Primário, fetais humanos derivado do cérebro, as células progenitoras multipotenciais proliferam<em> In vitro</em> Enquanto se mantém a capacidade de se diferenciar em neurónios e astrócitos. Este trabalho mostra que os progenitores neurais podem ser induzidas a diferenciar por estágios da linhagem oligodendrocytic por condicionamento com factores de crescimento seleccionados.

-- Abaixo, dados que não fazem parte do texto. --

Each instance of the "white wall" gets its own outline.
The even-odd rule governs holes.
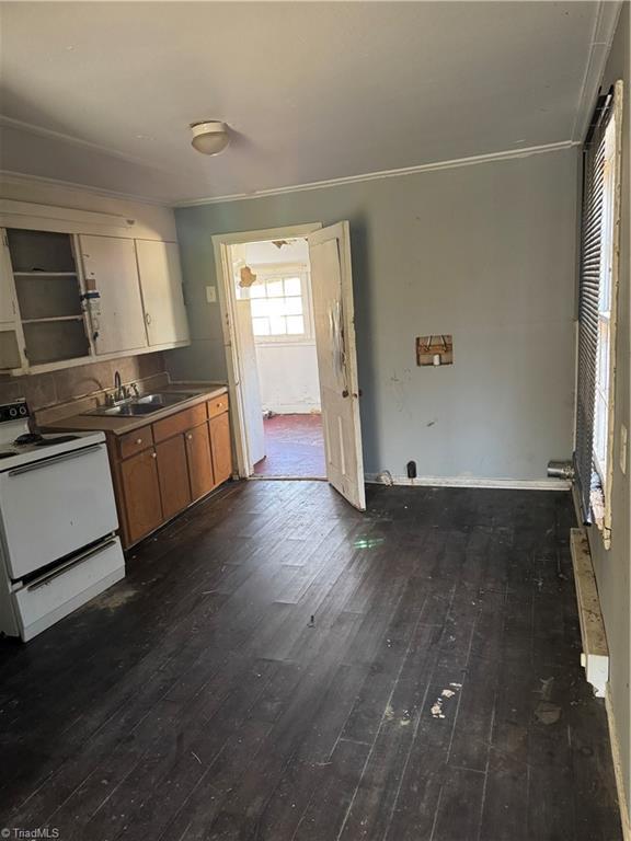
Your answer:
[[[176,242],[175,217],[170,207],[131,201],[115,198],[99,193],[92,193],[78,187],[66,187],[59,184],[2,175],[0,178],[0,196],[12,198],[16,201],[30,201],[37,205],[53,205],[67,207],[74,210],[91,210],[99,214],[113,214],[134,219],[134,224],[126,228],[100,227],[93,233],[110,237],[129,237],[139,240],[162,240]],[[3,217],[4,218],[4,217]],[[11,226],[19,228],[20,217],[11,217]],[[66,224],[65,229],[72,232],[72,224]],[[85,231],[85,224],[80,229]]]
[[[256,345],[263,410],[277,414],[320,411],[316,344]]]
[[[256,273],[257,265],[309,264],[306,240],[296,240],[278,249],[272,242],[250,242],[243,256]],[[313,339],[287,338],[282,343],[255,338],[259,384],[263,410],[277,414],[320,411],[318,357]]]
[[[631,131],[629,3],[622,8],[611,47],[603,90],[618,79],[624,81],[622,104],[622,206],[620,224],[620,277],[618,289],[618,335],[616,346],[616,401],[613,431],[613,477],[611,486],[611,548],[605,549],[600,531],[587,529],[598,596],[609,645],[609,696],[613,727],[620,750],[628,820],[631,825],[631,464],[620,469],[621,429],[631,430]]]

Diferenciação de progenitores neurais humanas em tipos de células neuronais e gliais oferece um modelo para estudar e compará-regulação molecular do desenvolvimento neural de células de linhagem. Expansão in vitro de células progenitoras neurais a partir de tecido fetal CNS tem sido bem caracterizado. Apesar de a identificação e isolamento de células progenitoras da glia do adulto assunto sub-cortical humano branco e desenvolvimento de várias condições de cultura de diferenciação directa de progenitores neurais fetais em oligodendrócitos de mielina que produzem, adquirindo suficientes oligodendrócitos humanos para experimentação in vitro continua a ser difícil. Diferenciação de galactocerebrósido + (GalC) e O4 + precursor oligodendrócitos ou células progenitoras (OPC) a partir de células precursoras neurais tem sido relatado o uso de segundo trimestre cérebro fetal. No entanto, estas células não proliferam na ausência de células de suporte, incluindo os astrócitos e neurónios, e são rapidamente perdidos ao longo do tempo na cultura. Permanece a necessidade para um sistema de cultura para a produção de células da linhagem de oligodendrócitos adequado para experimentação in vitro.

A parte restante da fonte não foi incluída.